What in the Sam Hill am I talking about?! Our beloved art supplies! We’re all obsessed aren’t we? Yeeesss, don’t deny it. I can see the 500 questions on the tip of your tongue right now. What brush is that? What brand? What size? What paint is that? What paper is that? Where can I buy it? What hand soap did you use before you started?
No Mo FOMO
I get it. Especially you beginners new to watercolor (or painting in general). You need info, not platitudes and fortune cooking sayings. BUT! in your journey to discover more about watercolor, or any medium, don’t let gear obsession take over your developmental fears. There’s actually a clinical term for this you know, its called FOMO (fear of missing out) and it takes many forms. If that fear takes over, you start missing out on the real skill development fun. I am the first to admit, I love to obsess over gear and art supplies sometimes, but more because I love to get new stuff and try it out. However, if you let gear obsession feed the lie that you can’t paint really well until you have the exact, right stuff you’re missing out already.

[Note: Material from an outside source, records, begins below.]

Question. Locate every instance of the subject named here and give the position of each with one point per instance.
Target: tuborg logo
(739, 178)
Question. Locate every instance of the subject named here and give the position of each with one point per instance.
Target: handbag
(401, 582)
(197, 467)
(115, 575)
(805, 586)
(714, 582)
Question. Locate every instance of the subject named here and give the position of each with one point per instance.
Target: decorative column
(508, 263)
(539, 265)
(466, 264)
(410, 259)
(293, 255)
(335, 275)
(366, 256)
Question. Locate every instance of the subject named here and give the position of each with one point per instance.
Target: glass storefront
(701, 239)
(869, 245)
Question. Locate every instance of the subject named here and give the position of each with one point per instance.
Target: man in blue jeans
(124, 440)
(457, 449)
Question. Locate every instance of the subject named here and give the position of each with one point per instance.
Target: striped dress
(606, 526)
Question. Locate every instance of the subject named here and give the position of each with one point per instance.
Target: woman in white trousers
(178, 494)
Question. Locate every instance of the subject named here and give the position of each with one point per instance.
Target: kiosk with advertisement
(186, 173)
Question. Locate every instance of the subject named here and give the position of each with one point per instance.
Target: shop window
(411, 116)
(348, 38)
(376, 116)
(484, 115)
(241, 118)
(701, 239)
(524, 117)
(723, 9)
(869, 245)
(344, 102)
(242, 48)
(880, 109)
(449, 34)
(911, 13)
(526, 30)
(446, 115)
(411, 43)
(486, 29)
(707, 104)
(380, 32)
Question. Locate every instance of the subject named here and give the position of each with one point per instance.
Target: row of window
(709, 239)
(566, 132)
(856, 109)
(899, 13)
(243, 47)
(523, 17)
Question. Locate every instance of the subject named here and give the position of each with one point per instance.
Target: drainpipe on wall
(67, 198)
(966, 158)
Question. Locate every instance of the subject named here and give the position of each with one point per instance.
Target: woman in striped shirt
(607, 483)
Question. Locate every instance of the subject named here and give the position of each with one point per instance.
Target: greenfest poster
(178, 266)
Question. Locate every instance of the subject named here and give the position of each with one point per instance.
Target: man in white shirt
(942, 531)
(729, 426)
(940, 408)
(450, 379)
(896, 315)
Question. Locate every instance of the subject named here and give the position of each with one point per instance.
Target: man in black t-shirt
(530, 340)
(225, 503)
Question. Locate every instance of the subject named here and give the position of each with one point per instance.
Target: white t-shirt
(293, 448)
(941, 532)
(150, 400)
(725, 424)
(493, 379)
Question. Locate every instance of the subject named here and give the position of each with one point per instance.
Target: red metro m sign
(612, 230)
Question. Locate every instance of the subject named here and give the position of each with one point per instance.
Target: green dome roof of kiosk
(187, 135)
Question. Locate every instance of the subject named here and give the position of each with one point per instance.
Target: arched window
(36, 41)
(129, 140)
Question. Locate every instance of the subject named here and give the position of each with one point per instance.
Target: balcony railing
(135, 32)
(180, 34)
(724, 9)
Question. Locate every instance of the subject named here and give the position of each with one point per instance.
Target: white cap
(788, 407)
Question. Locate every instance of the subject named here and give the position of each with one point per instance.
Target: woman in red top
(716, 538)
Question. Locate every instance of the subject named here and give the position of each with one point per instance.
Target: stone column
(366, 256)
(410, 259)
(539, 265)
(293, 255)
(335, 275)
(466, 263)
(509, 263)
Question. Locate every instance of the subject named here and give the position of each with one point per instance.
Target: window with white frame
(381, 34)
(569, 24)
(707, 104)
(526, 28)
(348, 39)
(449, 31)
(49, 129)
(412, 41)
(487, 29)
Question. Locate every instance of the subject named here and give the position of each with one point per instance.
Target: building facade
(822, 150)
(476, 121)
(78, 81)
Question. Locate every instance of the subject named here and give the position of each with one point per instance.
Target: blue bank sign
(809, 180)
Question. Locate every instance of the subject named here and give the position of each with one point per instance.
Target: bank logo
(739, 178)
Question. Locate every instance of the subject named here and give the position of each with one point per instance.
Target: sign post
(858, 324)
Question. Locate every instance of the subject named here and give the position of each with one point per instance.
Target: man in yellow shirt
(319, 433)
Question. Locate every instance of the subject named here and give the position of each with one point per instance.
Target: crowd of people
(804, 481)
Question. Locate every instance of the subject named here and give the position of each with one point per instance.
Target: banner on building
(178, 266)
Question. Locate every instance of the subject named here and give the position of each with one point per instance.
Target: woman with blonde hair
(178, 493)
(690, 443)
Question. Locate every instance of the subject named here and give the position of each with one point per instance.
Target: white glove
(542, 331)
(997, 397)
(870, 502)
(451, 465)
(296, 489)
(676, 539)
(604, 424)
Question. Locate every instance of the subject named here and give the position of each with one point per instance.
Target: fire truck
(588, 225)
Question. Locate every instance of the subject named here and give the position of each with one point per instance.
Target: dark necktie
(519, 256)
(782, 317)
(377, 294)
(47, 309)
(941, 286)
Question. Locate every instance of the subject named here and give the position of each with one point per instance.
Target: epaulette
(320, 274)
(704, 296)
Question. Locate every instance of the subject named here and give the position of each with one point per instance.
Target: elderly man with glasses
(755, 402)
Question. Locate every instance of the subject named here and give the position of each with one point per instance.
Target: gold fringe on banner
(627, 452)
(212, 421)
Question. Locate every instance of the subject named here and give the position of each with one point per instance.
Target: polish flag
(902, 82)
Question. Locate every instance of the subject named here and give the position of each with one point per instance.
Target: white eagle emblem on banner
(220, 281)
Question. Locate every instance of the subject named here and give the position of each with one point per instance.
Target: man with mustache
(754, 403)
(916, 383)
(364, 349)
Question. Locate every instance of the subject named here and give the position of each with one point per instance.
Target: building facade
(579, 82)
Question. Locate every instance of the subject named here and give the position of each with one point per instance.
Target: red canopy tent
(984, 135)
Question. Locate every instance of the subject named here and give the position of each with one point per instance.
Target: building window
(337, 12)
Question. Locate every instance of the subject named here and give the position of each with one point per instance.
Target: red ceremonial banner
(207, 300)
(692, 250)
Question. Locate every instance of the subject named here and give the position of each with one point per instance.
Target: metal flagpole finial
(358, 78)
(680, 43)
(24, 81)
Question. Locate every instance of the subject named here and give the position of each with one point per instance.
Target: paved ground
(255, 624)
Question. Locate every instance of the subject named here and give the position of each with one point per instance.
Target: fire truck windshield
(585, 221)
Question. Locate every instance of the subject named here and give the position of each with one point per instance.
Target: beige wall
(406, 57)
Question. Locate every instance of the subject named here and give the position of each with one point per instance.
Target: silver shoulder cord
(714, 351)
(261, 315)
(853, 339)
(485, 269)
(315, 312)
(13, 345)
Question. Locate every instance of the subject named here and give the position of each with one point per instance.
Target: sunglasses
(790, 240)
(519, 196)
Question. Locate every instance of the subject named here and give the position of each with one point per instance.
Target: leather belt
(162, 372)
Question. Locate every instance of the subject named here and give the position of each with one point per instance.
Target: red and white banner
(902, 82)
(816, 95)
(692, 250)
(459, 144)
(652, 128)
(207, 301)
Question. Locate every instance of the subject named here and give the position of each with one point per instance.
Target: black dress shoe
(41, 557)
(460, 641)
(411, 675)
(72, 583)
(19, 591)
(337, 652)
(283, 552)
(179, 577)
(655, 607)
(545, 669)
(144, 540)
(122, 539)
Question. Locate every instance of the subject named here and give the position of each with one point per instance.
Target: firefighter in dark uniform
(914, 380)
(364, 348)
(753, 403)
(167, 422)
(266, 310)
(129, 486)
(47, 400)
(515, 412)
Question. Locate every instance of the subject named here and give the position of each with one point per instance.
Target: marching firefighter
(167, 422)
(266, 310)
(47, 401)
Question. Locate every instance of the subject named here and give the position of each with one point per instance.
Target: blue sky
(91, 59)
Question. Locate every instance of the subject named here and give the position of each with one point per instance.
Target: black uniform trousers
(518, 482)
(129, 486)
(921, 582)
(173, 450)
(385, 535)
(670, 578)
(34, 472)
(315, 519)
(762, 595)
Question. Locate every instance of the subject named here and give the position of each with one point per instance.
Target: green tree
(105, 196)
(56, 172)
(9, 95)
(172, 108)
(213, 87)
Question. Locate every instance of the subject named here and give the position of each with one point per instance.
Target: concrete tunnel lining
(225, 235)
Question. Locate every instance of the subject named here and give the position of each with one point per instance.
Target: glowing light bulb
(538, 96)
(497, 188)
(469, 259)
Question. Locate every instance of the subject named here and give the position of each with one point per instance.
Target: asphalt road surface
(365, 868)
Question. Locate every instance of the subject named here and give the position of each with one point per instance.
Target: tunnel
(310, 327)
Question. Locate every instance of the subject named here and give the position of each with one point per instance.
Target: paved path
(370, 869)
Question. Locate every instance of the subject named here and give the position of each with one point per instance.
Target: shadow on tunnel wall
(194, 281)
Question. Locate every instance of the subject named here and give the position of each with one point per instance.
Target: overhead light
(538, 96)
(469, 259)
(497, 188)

Thats right, you’re already at the point you feared. Moving forward in your artistic development is NOT gear related as sure as I’m sitting here on my plump little behind.
Obsess Over This!
Find out just enough about the materials you need to get “decent” brushes, paper and paint and then get to painting. Go ahead and obsess over art gear if its for curiosity and experimentation’s sake and you have the money to do so, but not because of FOMO. Far better to obsess over mastering that next cool technique or skill. Master painters can take the materials you have and think are crap and paint you an unbelievable painting, and if they used their preferred gear for the same painting, I doubt you could tell the difference. They can tell because they have the experience to notice subtle differences, most of which play to their preferences and not the results.
Understand me well. I’m not saying gear makes no difference at all, but it makes far less difference than you think. The question I should get but rarely do is, “why are you using that brush, paint or paper.” A far more instructive question than, “what is that?”